Eventual pivot to fintech: there is a large opportunity in becoming a digital bank / financial distribution platform, offering a full stack of financial services to LatAm’s massive and under-banked middle class
Scale brings challenges: As a behemoth, Mercado Libre faces multiple challenges – like managing organizational scale for 7,000 people, tackling cultural, legal, HR, and regulatory issues.
Chile is one of South America’s newest and most westernized countries. It is rich in natural resources, especially in the “big four”: Solar, Salmon (#2 in the world), Mining (Copper mining makes up 20% of Chilean GDP and
60% of exports), Other Agri-tech (wine, etc.)

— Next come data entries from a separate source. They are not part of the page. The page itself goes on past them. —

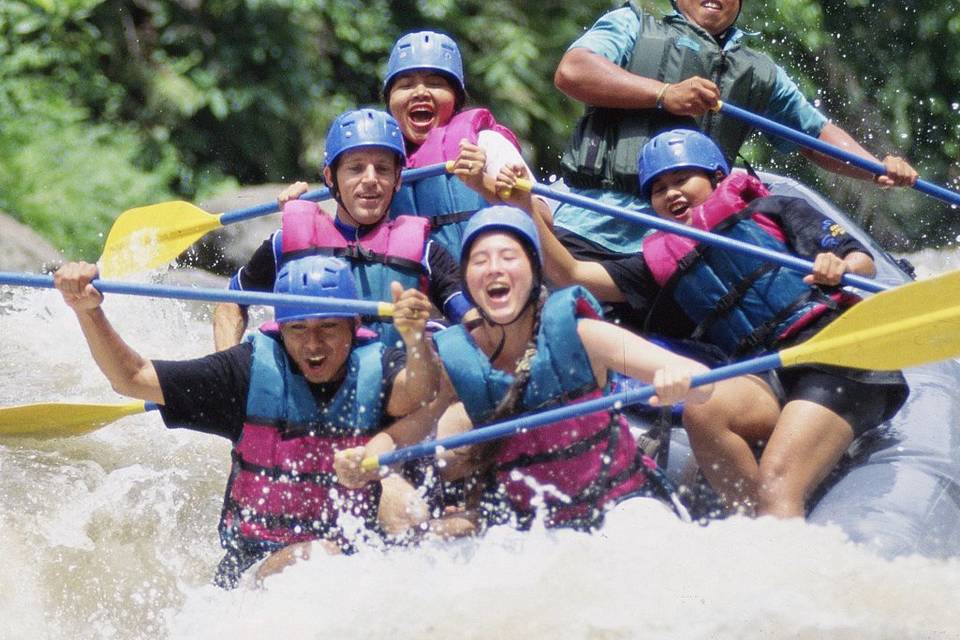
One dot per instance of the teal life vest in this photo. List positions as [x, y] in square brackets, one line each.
[603, 151]
[593, 461]
[282, 486]
[741, 303]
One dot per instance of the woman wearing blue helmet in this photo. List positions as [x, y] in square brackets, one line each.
[530, 351]
[425, 91]
[363, 159]
[287, 398]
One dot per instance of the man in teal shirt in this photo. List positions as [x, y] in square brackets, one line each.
[639, 75]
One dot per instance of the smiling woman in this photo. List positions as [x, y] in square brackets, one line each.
[426, 91]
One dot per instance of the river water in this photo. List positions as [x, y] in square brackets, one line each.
[113, 535]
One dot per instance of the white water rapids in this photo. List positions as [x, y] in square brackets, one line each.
[113, 535]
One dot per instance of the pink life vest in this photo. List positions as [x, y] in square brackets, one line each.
[443, 142]
[662, 251]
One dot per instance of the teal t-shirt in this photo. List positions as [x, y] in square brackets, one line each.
[614, 36]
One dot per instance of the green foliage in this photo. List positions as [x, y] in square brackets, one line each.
[109, 104]
[886, 72]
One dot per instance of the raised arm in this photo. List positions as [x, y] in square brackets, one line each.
[594, 80]
[129, 373]
[613, 348]
[561, 267]
[899, 172]
[417, 382]
[229, 322]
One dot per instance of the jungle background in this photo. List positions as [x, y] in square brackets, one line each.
[107, 104]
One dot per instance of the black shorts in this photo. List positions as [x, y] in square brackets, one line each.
[864, 399]
[581, 248]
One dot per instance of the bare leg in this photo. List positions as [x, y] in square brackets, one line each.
[279, 560]
[741, 413]
[806, 444]
[401, 507]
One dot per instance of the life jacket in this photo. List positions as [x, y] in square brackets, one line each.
[445, 199]
[592, 460]
[740, 303]
[282, 486]
[606, 142]
[391, 251]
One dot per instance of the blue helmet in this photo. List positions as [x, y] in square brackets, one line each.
[501, 218]
[426, 51]
[360, 129]
[678, 149]
[318, 276]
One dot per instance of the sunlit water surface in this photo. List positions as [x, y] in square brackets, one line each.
[113, 535]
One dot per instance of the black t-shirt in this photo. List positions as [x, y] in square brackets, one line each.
[443, 272]
[209, 394]
[807, 233]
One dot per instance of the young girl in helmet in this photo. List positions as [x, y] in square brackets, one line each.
[806, 416]
[425, 91]
[527, 352]
[363, 159]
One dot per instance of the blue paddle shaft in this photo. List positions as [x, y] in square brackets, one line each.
[877, 169]
[669, 226]
[239, 215]
[361, 307]
[551, 416]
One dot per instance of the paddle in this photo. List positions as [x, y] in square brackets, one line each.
[148, 237]
[877, 169]
[669, 226]
[360, 307]
[909, 325]
[63, 419]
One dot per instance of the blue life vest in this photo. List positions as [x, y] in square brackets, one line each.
[282, 486]
[592, 460]
[741, 303]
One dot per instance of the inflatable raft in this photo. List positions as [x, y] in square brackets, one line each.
[898, 488]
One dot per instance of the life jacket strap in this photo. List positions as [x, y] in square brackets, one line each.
[449, 218]
[730, 300]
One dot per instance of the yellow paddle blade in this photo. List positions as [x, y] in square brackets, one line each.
[902, 327]
[149, 237]
[61, 419]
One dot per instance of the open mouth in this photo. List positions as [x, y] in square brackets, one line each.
[498, 292]
[315, 363]
[679, 210]
[369, 199]
[421, 115]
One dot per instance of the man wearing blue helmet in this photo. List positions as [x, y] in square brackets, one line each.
[287, 399]
[425, 91]
[363, 159]
[741, 305]
[639, 75]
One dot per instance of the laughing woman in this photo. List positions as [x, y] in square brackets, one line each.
[529, 351]
[425, 91]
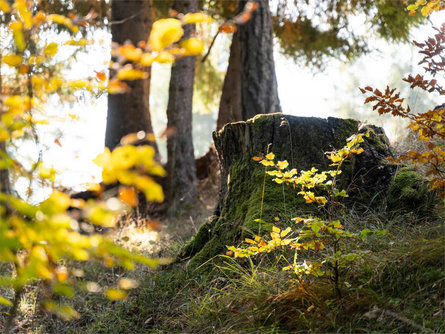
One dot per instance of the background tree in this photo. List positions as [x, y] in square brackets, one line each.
[250, 85]
[310, 32]
[131, 20]
[182, 181]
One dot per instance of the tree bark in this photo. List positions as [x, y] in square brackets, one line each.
[182, 189]
[250, 85]
[129, 112]
[249, 201]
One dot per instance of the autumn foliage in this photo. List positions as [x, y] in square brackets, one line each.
[429, 126]
[42, 240]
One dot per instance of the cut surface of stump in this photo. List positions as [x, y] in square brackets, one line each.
[248, 194]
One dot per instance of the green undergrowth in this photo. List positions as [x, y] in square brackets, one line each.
[398, 287]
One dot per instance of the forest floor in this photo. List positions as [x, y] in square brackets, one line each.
[400, 287]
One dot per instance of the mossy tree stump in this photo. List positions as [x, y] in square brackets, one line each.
[302, 141]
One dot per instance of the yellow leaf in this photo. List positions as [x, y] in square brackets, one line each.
[275, 229]
[12, 60]
[165, 57]
[130, 52]
[5, 8]
[147, 59]
[51, 49]
[128, 195]
[127, 283]
[124, 157]
[164, 33]
[17, 33]
[4, 301]
[282, 164]
[61, 274]
[196, 18]
[267, 163]
[78, 84]
[80, 42]
[285, 232]
[250, 241]
[39, 18]
[192, 46]
[60, 19]
[115, 294]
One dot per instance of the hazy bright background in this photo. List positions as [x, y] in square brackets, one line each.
[333, 92]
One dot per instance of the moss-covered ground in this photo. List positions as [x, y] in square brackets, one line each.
[399, 287]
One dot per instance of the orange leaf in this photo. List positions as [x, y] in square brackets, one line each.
[128, 195]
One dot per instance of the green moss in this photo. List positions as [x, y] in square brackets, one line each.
[408, 192]
[199, 240]
[211, 249]
[379, 141]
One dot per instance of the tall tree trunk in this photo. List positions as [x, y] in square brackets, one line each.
[182, 187]
[250, 85]
[129, 112]
[5, 186]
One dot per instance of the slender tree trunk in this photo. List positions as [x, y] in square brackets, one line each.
[182, 187]
[4, 173]
[129, 112]
[250, 85]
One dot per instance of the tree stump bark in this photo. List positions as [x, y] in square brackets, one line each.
[248, 194]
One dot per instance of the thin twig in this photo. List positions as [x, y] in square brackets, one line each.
[13, 310]
[210, 48]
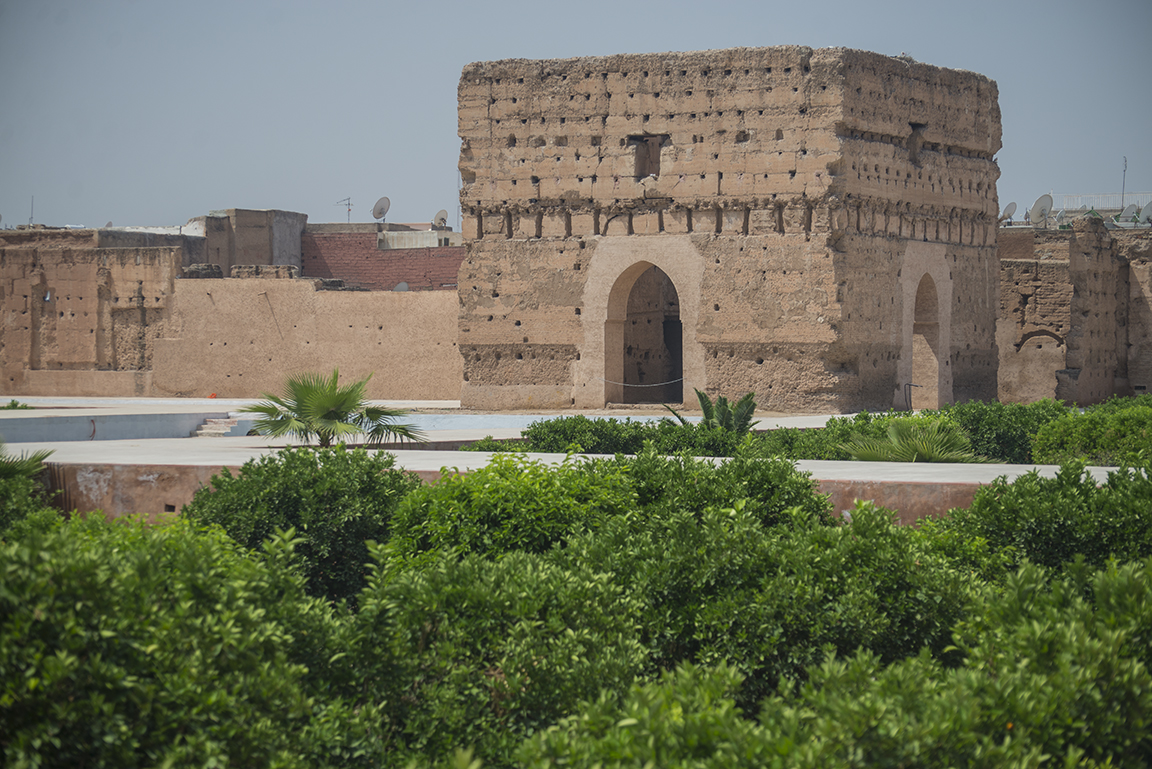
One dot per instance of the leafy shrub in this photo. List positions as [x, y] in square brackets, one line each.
[486, 653]
[1045, 674]
[21, 490]
[123, 646]
[586, 435]
[1003, 432]
[1112, 435]
[489, 443]
[721, 416]
[767, 487]
[335, 500]
[721, 587]
[20, 496]
[1053, 520]
[514, 503]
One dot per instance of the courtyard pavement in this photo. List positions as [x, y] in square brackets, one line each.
[442, 420]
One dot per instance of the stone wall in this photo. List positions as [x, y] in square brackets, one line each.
[1074, 320]
[794, 199]
[81, 320]
[240, 337]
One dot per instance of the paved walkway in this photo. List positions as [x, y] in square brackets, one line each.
[190, 462]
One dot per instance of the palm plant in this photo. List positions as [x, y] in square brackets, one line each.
[25, 465]
[910, 441]
[316, 406]
[722, 416]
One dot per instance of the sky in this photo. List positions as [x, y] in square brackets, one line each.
[152, 112]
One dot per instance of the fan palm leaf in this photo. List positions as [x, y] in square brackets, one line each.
[316, 406]
[939, 441]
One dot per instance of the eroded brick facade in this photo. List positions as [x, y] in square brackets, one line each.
[816, 226]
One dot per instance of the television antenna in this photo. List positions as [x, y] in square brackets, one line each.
[380, 210]
[1039, 211]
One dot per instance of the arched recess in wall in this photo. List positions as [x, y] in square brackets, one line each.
[926, 347]
[1029, 372]
[643, 341]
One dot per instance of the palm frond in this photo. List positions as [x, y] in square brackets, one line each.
[25, 465]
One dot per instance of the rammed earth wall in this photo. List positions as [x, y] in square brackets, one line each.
[816, 226]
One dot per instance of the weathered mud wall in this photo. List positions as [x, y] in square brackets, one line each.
[1074, 320]
[795, 199]
[72, 310]
[81, 320]
[240, 337]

Investment theses sector-wise break up:
Rest (Fintech, Edu, Retail) 39%
Country facts – Pop 18M / GDP $277B / Growth 4% / GDP Per Capita $26,000 Ranking in market sizes : Brazil -> Mexico ->Colombia -> Argentina -> Chile
Chile is making a big push to boost FDI /VC / startup investments. Sodimac (a GreyOrange customer), Startup Chile, and other Government-sponsored incentives akin to Singapore’s are boosting entrepreneurship
The most Westernized, business-friendly, and stable government in theregion, Chile also boasts the highest business-friendly rankings in LatAm and is #20 in the world.

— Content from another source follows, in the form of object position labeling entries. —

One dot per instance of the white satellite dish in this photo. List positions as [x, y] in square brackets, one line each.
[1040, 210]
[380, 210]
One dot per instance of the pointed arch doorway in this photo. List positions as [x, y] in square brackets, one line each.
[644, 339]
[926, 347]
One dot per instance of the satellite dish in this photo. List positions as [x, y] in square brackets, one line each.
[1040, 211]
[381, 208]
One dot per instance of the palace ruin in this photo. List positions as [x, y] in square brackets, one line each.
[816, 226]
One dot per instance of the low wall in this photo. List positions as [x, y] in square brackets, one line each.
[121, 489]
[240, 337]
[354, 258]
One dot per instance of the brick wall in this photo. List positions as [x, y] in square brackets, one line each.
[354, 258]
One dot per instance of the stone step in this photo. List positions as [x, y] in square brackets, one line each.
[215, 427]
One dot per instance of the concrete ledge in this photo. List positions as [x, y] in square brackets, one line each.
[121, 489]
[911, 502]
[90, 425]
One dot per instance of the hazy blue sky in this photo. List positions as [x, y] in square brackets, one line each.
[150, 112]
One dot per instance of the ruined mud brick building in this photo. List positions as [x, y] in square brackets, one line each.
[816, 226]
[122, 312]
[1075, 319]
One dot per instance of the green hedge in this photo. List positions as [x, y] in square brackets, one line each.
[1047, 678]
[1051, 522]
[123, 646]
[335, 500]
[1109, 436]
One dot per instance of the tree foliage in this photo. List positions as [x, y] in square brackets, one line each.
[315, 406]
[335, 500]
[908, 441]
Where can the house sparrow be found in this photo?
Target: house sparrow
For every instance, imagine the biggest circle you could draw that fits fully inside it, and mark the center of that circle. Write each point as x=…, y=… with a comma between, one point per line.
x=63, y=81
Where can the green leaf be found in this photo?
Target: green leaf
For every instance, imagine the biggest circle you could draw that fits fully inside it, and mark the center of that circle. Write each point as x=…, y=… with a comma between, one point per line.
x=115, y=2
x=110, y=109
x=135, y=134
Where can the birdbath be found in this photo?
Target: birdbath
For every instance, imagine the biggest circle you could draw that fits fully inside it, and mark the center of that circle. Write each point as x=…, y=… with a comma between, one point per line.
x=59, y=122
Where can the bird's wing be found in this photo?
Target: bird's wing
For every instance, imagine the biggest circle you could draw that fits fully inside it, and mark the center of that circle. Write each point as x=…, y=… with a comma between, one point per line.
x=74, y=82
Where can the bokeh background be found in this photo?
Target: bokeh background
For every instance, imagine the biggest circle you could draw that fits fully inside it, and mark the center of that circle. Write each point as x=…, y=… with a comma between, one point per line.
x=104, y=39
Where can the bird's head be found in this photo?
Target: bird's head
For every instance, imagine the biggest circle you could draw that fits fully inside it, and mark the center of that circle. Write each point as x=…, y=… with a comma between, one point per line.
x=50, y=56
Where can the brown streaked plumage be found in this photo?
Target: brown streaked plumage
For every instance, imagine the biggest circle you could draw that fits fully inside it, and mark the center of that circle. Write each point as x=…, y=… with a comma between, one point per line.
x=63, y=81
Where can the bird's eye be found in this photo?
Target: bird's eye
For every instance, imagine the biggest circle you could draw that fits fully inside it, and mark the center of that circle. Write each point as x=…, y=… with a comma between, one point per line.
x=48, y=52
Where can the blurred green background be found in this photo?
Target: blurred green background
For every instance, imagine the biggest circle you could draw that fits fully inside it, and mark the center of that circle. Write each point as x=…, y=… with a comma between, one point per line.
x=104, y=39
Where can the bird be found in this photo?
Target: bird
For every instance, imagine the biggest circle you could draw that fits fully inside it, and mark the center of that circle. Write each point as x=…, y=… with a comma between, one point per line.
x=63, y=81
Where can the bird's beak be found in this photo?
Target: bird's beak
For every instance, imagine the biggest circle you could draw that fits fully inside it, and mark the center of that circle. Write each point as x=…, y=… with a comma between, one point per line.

High startup cred – Startup Chile, Endeavor, Strong MIT / University of Chicago linkages
The LatAm venture opportunity…..insights from a VC panel featuring Kazsec Ventures (leading growth VC), Lissandro Bill (father of LatAm VC) and other local – mainly Argentine – VCs
Kazsec was co-founded by a group of (again!) Stanford alums. Their Fund I boasts 24 portfolio companies, Fund II 20, and Fund III has 20 projected companies. Their aggregate AUM is US$600M. A huge inflection point for the VC industry occurred in the 2000s, and Argentina is now in its second wave, driven by:
The emergence of Argentina from economic crises
A critical mass of users and speed of processing
Best startups getting as many as 3-4 term sheets, with a host of Asian players also entering
Recent breaking news – Softbank’s US$5bn dedicated LatAm fund
All platform roads lead to “fintech”!
Digital bank in Brazil: With 6mn active users Nubank claims to be the largest online bank outside China. Nubank boasts of high customer loyalty and profitability and was set up in 2013 to disintermediate poor service from existing physical banking incumbents. Its success shows in its valuation of US$4bn.

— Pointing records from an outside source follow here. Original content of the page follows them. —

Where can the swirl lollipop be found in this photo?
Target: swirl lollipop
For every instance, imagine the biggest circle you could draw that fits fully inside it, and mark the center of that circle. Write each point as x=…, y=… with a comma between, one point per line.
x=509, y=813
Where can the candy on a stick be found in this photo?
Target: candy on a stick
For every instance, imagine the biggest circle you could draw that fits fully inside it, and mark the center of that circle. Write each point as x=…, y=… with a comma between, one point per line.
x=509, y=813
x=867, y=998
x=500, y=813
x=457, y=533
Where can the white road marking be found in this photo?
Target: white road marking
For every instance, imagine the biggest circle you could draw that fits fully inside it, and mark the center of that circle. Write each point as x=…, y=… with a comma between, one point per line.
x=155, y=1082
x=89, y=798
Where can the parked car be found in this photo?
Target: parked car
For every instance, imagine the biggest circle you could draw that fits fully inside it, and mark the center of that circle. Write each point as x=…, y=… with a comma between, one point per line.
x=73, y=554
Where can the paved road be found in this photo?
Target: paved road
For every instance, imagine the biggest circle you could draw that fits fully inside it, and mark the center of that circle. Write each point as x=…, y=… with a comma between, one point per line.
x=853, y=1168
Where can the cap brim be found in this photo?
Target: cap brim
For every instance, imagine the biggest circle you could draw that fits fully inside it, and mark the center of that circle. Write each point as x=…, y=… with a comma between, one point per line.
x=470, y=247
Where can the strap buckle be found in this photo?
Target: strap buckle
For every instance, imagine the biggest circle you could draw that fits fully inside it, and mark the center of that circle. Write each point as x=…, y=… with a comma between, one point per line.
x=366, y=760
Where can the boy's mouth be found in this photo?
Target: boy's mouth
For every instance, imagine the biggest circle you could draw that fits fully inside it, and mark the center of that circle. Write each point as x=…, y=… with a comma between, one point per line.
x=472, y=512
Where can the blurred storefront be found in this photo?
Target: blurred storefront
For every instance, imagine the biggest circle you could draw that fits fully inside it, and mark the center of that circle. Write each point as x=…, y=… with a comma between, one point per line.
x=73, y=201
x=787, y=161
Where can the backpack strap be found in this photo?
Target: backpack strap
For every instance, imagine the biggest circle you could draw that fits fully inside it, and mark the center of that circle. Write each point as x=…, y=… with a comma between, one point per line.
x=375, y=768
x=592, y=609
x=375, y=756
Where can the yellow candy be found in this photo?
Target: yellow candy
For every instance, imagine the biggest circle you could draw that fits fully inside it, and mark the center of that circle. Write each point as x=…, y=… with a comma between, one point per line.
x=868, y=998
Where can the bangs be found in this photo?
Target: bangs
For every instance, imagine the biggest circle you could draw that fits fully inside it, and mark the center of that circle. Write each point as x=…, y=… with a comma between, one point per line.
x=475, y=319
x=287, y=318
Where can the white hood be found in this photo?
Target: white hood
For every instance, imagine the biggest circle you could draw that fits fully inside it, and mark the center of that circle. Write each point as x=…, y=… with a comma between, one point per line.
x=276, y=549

The sector holds significant promise, naturally but is not without its set of challenges: a lack of critical mass in individual countries, inconsistency of
connectivity, and founders sometimes behaving in an insular manner satisfied with “just Brazil”.
LatAm countries are akin to India and also SE Asia. Other than Brazil (Portuguese), the common Spanish language in all other countries makes expansion and penetration seamless
Key investment theses: Fintech, Agri-tech, Retail & E-commerce, and even Deep Tech given US affiliations (strong MIT and University of Chicago connections in tech and economics respectively)
Fintech & Financial Services distribution are a key area for innovation, opportunities, and thus investment
Given an overall small pool of VCs (Manutara and Draper Cygnus are both sub $50M, for example), the venture ecosystem is highly collaborative. However, at the other end of the spectrum, you have Kazsec at US$600mn
Partnerships with VCs and portfolio companies present the best entry strategy into LatAm.
I’d like to thank Christian, Pablo, and Antonio at Manutara, and Diego and Diego, and Ignacio for warmly hosting us. You showed us the best of your wonderful continent’s culture, cuisine, and vibrant hospitality, besides showcasing your emerging stars and present and potential unicorns. The parallels with India were really insightful, which also helped us to understand the opportunity effortlessly.
Thanks also to Tim Draper, Gabe Turner and Team DVN for masterminding and pulling off the intense and inspiring week-long visit.